Nietypowe zgłoszenie odebrali świnoujscy strażacy. Na gzymsie jednego z hoteli zadomowił się szop pracz. Wszedł po balkonie i kącie. Na pomoc zwierzakowi wezwano strażaków.
Do zdarzenia doszło we wtorek około godziny 18.40 na ulicy Cieszkowskiego. Zwierzę wybrało sobie na kryjówkę gzyms.
Szop był na wysokości 2,5 metra, nad wjazdem do garażu. Wezwano pana Piotra Barańskiego z Warnowa. Pomogliśmy ściągnąć zwierzaka używając specjalnej siatki – mówi dyżurny straży pożarnej.

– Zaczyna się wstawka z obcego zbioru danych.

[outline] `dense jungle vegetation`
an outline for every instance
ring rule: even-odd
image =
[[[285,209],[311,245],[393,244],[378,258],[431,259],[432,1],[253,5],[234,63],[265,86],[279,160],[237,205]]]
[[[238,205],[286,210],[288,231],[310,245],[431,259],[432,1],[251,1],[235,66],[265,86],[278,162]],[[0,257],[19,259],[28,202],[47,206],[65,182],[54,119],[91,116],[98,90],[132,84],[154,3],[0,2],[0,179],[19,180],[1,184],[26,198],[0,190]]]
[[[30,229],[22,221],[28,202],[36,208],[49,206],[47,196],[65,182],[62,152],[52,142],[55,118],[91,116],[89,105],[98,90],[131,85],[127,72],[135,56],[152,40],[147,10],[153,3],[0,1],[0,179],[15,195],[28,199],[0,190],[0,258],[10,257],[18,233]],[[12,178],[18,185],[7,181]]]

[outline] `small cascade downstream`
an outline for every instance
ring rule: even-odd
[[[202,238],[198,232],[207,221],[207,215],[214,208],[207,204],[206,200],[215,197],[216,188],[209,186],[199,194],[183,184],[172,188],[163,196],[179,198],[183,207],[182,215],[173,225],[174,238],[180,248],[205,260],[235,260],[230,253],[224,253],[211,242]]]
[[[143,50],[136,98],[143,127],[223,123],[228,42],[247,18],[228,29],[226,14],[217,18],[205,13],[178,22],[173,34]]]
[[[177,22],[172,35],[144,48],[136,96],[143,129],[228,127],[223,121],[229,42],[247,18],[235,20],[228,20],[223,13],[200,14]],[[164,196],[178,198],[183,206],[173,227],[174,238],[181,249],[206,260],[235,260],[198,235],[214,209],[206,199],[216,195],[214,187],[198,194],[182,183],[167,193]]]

Szop pochodzi z Ameryki Północnej. W latach 30-tych XX wieku został sprowadzony do Europy jako zwierzę futerkowe. Uciekał z ferm i w rezultacie w Europie powstała populacja tego zwierzęcia. Coraz częściej pojawiają się w Polsce. Nazwa szop pracz wzięła się od tego, że te zwierzaki, gdy nie są głodne mają zwyczaj moczyć swój pokarm w wodzie i pocierać przednimi łapkami, co wygląda na pranie. Gdy są jednak głodne zapominają o praniu i pożerają pożywienie w oka mgnieniu.